Developmental Abnormalities of Teeth in Children With Nephrotic Syndrome.

INTRODUCTION: Treatment with glucocorticoids in children with nephrotic syndrome can be the cause of developmental disorders of the masticatory organ and bone or teeth abnormalities. The aim was to assess the frequency and type of dental abnormalities and the correlation of their occurrence with a dosage of glucocorticoids and treatment time in children with idiopathic nephrotic syndrome.
METHODS: The study group consisted of 31 patients aged 5 to 17 diagnosed with idiopathic steroid-sensitive nephrotic syndrome and 33 overall healthy children. The studies included clinical evaluation of dentition, radiologic diagnostics, and statistical analysis.
RESULTS: In the study group, 77.4% of patients were diagnosed with abnormalities in dental development. Tooth number disorders, presence of persistent deciduous teeth and impacted teeth, abnormal crown or root shape, developmental defects of enamel, pulp stones, and bone structure disorders were identified.

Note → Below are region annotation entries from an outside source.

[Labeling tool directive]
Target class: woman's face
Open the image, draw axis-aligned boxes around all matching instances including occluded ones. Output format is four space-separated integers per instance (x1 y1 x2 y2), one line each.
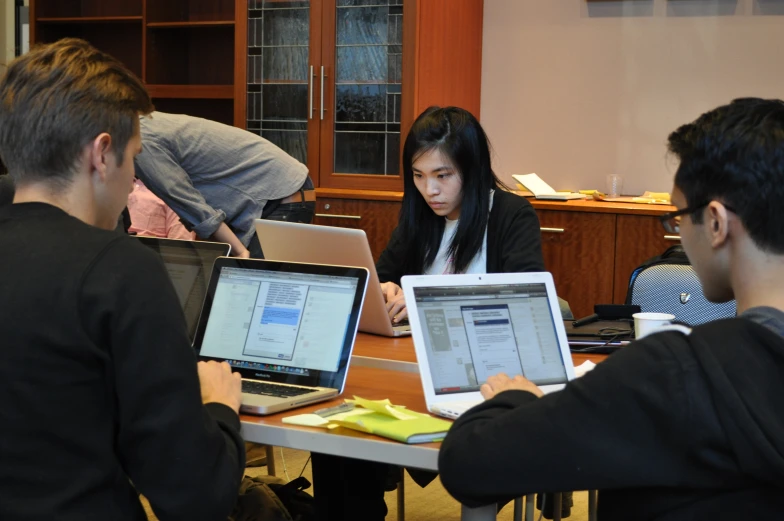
412 149 463 221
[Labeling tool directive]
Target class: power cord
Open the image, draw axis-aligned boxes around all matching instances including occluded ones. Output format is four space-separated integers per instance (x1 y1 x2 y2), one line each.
280 447 291 481
297 454 310 478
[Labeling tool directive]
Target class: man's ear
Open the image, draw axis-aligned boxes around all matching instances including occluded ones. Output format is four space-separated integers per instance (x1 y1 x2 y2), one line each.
705 201 729 248
90 132 112 182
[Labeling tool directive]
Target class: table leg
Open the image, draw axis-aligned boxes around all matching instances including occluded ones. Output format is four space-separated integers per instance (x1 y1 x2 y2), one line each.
525 494 536 521
460 503 498 521
512 497 523 521
588 490 598 521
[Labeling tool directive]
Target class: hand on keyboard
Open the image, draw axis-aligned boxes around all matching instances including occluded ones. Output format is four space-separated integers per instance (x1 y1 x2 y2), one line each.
198 361 242 414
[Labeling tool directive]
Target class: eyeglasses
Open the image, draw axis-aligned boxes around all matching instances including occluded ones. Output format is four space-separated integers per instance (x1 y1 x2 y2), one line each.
659 201 735 234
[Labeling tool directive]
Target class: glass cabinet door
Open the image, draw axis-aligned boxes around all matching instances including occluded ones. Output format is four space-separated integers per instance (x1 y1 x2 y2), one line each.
321 0 403 187
246 0 321 177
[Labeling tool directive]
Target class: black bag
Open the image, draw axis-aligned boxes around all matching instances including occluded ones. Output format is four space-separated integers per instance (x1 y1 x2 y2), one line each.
228 476 316 521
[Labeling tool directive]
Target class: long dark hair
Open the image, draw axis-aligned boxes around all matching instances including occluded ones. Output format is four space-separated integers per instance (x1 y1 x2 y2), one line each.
399 107 504 274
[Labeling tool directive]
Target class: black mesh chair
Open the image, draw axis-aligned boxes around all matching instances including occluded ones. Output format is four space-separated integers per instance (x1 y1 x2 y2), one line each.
0 175 15 206
626 264 736 326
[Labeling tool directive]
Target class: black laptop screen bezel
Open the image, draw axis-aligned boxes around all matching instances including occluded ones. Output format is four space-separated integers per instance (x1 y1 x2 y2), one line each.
193 257 368 391
135 235 231 345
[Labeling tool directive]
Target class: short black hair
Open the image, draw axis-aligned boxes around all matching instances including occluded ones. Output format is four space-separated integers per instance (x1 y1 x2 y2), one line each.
668 98 784 254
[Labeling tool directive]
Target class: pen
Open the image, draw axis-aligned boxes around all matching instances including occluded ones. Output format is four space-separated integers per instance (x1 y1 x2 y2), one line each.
311 403 354 418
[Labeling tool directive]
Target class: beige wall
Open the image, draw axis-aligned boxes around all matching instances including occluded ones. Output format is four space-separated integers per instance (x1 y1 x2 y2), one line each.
481 0 784 194
0 0 14 72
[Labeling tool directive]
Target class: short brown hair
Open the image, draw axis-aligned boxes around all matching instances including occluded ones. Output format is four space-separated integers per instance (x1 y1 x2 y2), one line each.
0 38 153 186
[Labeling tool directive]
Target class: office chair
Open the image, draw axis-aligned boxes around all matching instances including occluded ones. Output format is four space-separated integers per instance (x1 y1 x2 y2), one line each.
626 263 736 326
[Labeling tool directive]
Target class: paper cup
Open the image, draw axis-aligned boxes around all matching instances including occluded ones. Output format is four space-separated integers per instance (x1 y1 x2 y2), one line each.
632 313 675 340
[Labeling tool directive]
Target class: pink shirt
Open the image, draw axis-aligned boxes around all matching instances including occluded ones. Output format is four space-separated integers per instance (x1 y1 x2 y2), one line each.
128 179 196 240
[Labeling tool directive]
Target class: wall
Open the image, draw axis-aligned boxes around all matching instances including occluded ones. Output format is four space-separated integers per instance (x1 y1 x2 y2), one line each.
481 0 784 194
0 0 14 73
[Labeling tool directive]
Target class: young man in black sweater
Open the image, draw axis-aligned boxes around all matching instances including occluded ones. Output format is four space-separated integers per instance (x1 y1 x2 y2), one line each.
0 39 244 521
439 99 784 521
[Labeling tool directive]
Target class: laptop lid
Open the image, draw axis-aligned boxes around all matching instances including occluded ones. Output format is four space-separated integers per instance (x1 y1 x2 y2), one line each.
194 257 368 392
402 273 574 408
136 235 231 343
255 219 411 336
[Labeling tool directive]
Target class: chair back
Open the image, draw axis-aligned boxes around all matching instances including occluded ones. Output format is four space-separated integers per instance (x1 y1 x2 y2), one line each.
626 262 736 326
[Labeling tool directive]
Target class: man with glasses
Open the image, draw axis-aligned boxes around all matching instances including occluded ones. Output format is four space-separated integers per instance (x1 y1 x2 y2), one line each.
439 99 784 521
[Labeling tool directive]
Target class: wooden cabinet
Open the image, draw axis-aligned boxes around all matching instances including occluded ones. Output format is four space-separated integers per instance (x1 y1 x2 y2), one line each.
531 200 679 318
537 210 615 317
246 0 483 190
30 0 247 126
613 215 680 304
315 192 679 318
313 197 400 262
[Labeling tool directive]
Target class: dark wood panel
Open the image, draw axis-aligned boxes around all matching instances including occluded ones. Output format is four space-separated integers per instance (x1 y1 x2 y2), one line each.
30 0 142 18
145 25 234 85
147 84 234 99
314 198 400 261
613 215 680 304
414 0 484 119
537 210 616 317
147 0 235 22
152 98 234 125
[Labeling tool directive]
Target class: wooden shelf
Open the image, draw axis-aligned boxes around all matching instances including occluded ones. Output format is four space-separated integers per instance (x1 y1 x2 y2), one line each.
36 16 142 24
147 20 234 29
147 85 234 99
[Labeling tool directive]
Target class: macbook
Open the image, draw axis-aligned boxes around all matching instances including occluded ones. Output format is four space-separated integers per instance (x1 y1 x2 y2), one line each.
256 219 411 336
402 273 574 418
194 257 368 414
137 236 231 343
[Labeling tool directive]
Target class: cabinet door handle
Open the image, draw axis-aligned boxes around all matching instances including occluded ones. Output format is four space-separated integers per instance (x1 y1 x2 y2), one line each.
321 65 324 121
316 213 362 221
308 65 313 119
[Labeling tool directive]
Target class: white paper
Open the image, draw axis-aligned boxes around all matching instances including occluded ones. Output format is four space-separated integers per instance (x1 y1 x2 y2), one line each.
574 360 596 378
512 174 555 196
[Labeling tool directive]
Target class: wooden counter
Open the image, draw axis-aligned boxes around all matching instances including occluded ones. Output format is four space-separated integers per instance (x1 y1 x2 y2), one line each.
314 188 680 318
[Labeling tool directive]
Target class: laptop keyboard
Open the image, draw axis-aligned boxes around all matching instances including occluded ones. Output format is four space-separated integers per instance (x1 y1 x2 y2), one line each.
242 380 315 398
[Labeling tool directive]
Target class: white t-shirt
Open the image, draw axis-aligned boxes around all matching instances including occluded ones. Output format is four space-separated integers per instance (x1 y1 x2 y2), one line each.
425 190 495 275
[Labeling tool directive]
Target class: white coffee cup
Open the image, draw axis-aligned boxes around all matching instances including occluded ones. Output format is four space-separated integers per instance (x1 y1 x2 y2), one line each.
632 313 675 340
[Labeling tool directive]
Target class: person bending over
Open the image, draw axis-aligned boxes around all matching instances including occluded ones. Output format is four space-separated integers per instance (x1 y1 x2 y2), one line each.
0 39 244 521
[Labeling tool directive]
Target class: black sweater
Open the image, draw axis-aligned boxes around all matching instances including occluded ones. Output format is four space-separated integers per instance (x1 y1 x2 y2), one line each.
0 203 245 521
376 188 544 284
439 318 784 521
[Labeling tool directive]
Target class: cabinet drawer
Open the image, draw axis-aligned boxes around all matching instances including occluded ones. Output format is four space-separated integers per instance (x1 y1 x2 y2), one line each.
613 215 680 304
536 210 616 318
313 197 400 261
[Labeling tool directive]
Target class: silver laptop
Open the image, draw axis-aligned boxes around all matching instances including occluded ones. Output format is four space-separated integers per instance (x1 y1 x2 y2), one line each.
403 273 574 418
256 219 411 337
137 235 231 343
194 257 368 414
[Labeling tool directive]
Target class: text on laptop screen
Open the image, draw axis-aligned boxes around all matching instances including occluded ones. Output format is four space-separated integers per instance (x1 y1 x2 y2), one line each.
200 267 357 372
414 284 567 395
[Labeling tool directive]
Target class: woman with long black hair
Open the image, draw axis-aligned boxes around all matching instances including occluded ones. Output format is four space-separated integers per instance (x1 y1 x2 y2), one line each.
312 107 544 521
376 107 544 322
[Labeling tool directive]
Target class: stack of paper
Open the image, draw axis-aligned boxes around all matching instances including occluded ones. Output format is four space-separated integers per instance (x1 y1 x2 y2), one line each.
512 174 585 201
283 396 452 443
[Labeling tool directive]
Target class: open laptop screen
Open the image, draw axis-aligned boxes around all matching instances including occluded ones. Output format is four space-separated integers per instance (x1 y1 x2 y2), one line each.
414 283 567 395
137 236 231 342
199 267 364 377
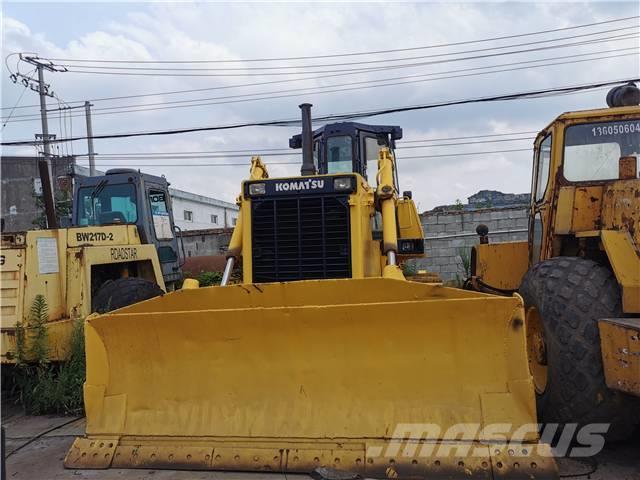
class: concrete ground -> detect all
[2,408,640,480]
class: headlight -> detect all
[249,183,267,196]
[333,177,353,191]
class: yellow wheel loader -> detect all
[64,104,556,479]
[0,169,182,364]
[471,84,640,439]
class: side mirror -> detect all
[618,155,638,180]
[476,223,489,245]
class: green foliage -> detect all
[27,295,49,365]
[195,272,222,287]
[401,262,418,277]
[14,295,86,415]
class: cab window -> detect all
[313,140,320,171]
[535,135,551,202]
[563,119,640,182]
[78,183,138,226]
[327,135,353,173]
[149,190,173,240]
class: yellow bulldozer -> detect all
[471,84,640,439]
[64,104,557,478]
[0,169,184,364]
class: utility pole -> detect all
[11,54,66,228]
[84,102,96,177]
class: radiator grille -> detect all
[251,195,351,282]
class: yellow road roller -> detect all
[65,104,557,479]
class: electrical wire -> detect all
[1,68,36,130]
[6,27,637,110]
[3,47,638,123]
[42,15,640,63]
[60,25,638,73]
[75,137,533,161]
[61,34,638,77]
[0,78,640,146]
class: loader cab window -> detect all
[563,119,640,182]
[313,140,320,172]
[326,135,353,173]
[363,137,384,187]
[77,185,138,226]
[534,135,551,202]
[149,190,173,240]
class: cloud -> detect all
[2,2,640,209]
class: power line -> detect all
[71,137,534,161]
[61,34,638,77]
[2,68,36,130]
[6,29,638,110]
[0,78,640,146]
[52,47,638,111]
[56,25,638,73]
[43,15,640,64]
[3,47,638,123]
[69,148,531,168]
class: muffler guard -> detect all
[65,278,557,478]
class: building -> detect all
[411,190,530,286]
[0,156,74,232]
[0,156,239,232]
[169,188,239,231]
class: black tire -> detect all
[91,277,164,313]
[520,257,640,441]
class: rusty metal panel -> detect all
[600,230,640,313]
[472,241,529,291]
[598,318,640,396]
[571,185,602,232]
[602,179,640,248]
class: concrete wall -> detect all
[414,206,529,281]
[169,188,238,231]
[181,228,233,257]
[0,156,73,232]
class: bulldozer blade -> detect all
[65,278,556,478]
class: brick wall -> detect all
[180,228,233,257]
[414,206,529,281]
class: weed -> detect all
[14,295,85,415]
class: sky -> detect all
[0,1,640,211]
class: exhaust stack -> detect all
[607,82,640,107]
[299,103,316,176]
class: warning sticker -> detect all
[37,238,58,274]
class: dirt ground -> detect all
[2,409,640,480]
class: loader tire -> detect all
[520,257,640,441]
[92,277,165,313]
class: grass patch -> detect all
[13,295,86,415]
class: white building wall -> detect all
[169,188,238,231]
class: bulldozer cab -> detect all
[72,168,182,284]
[289,122,402,187]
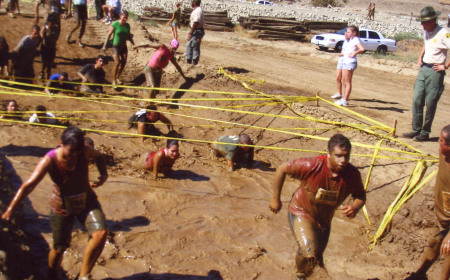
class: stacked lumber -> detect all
[304,20,348,32]
[139,7,233,31]
[181,9,234,32]
[239,16,307,41]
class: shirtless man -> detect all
[211,134,254,171]
[406,125,450,280]
[270,134,366,280]
[1,127,108,280]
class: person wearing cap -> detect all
[45,72,73,94]
[134,39,187,99]
[403,7,450,142]
[186,0,205,65]
[102,11,134,85]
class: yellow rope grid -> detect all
[0,68,437,245]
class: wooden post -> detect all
[392,120,397,138]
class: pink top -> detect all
[147,46,172,70]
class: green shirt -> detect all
[111,21,131,47]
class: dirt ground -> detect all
[0,2,450,279]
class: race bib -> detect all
[314,188,339,206]
[64,193,86,215]
[442,192,450,213]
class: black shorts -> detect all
[112,45,128,56]
[73,5,87,22]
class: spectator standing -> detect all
[167,2,181,41]
[66,0,87,47]
[186,0,205,65]
[0,36,9,79]
[39,13,60,79]
[403,6,450,142]
[77,55,105,93]
[13,25,42,84]
[102,11,134,85]
[332,25,364,107]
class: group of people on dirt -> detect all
[0,1,450,280]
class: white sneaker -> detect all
[331,92,342,99]
[334,98,348,107]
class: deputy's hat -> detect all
[417,6,441,22]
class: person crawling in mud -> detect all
[211,134,254,171]
[137,139,180,178]
[405,125,450,280]
[270,134,366,280]
[0,99,22,121]
[128,105,174,141]
[1,127,108,280]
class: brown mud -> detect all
[0,2,450,279]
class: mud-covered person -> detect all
[28,105,58,124]
[270,134,366,279]
[44,72,74,94]
[211,134,254,171]
[0,99,22,121]
[128,105,174,141]
[406,125,450,280]
[77,55,106,93]
[136,139,180,178]
[1,127,108,280]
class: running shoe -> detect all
[334,98,348,107]
[331,92,342,99]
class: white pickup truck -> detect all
[311,28,398,54]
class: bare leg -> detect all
[48,249,64,280]
[342,70,353,101]
[336,69,342,95]
[80,230,107,277]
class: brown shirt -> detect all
[286,155,366,229]
[434,154,450,229]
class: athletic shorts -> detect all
[337,59,358,71]
[112,44,128,56]
[50,202,108,250]
[288,212,330,261]
[73,5,87,22]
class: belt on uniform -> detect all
[422,62,434,68]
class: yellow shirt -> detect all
[423,25,450,64]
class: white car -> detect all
[311,28,398,54]
[253,0,273,6]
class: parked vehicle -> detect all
[253,0,273,6]
[311,28,398,54]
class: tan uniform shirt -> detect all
[423,25,450,64]
[189,7,205,29]
[434,154,450,230]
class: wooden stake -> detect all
[392,120,397,138]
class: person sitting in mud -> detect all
[1,127,108,280]
[137,139,180,178]
[45,72,74,94]
[270,134,366,279]
[77,55,105,93]
[0,99,22,121]
[128,105,174,141]
[133,39,187,99]
[28,105,58,124]
[405,125,450,280]
[211,134,254,171]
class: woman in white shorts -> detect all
[332,25,364,107]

Statistical analysis showed significant differences in the average treatment time of glucocorticoids in patients without and with tooth developmental abnormalities.
CONCLUSIONS: Long-term use of glucocorticoids in children with nephrotic syndrome promotes the occurrence of developmental abnormalities of the teeth, calcification of the pulp, and disorders of bone tissue metabolism. For this reason, patients with steroid-sensitive nephrotic syndrome should be under the constant care of a dentist.

Introduction

Nephrotic syndrome (NS) is a clinical condition that occurs with proteinuria of severity that exceeds the compensating possibilities of the organism (50 mg/kg/d), due to increased permeability of glomerules for plasma proteins. A characteristic of NS is its recurrence, sometimes even every few months., Children mostly experience idiopathic NS as a result of minimal change disease, treated by glucocorticoids., The symptoms of the disease occur before the age of 12; the average age of development is between 3 and 5 years. The frequency of NS cases for children younger than 16 years old is estimated between 2 and 7 new cases for every 100,000 children. The average frequency is 16 cases for every 100,000 people.

Proteinuria that leads to hypoproteinaemia, loss of minerals with urine and glucocorticoid treatment, is burdened with the risk of calcium and vitamin D3 metabolism abnormalities. Children with NS often experience hypocalcaemia and a reduction in D3 vitamin metabolite levels. However, there can also be an increase in immunoreactive parathyroid hormone.6, 7, 8 These disorders can occur even when the glomerular filtration rate is normal., This increases the risk of metabolic bone diseases and can also disrupt the process of odontogenesis, which begins around the eighth weeks of foetal life. Protein deficiencies are likely to impede formation of the protein matrix of dental tissues, and disruptions of the calcium-phosphate balance can inhibit dental mineralisation., Mineralisation of deciduous teeth crowns begins in the fourth month of foetal life and lasts to about the twelfth month of a child's life. Mineralisation of the permanent teeth crowns begins in the perinatal period and lasts until the seventh or even eighth year of a child's life (not counting the third molars)., This means that disruptions of the calcium-phosphate, protein, and lipid metabolism that occur during this period can lead to various tooth and bone development abnormalities. The type of these abnormalities and their severity depend on the child's age and, consequently, the phase of masticatory organ development which pathological factor affected, its duration, and power of influence.

The use of glucocorticoids in children with NS can be the cause of not only predisposition to infections but also developmental disorders of the masticatory organ, bone and teeth abnormalities, and calcification of soft tissues.,12, 13, 14, 15, 16, 17 According to Bublitz et al., children with NS are likely to have a high incidence of enamel hypoplasia and discolouration of permanent teeth. It has been observed that their presence was not associated with a child's age at NS onset but rather the total dose of prednisone received by the age of 7, when the amelogenesis process is usually completed. In turn, according to Oliver et al. there is a correlation between the age of patients with severe kidney disease and estimated age at which enamel development anomalies may occur. Other tooth implications of long-term glucocorticoid treatment are changes in excessive forming and fibrosis of dentin and also obliteration of pulp chambers and occurrence of pulp stones.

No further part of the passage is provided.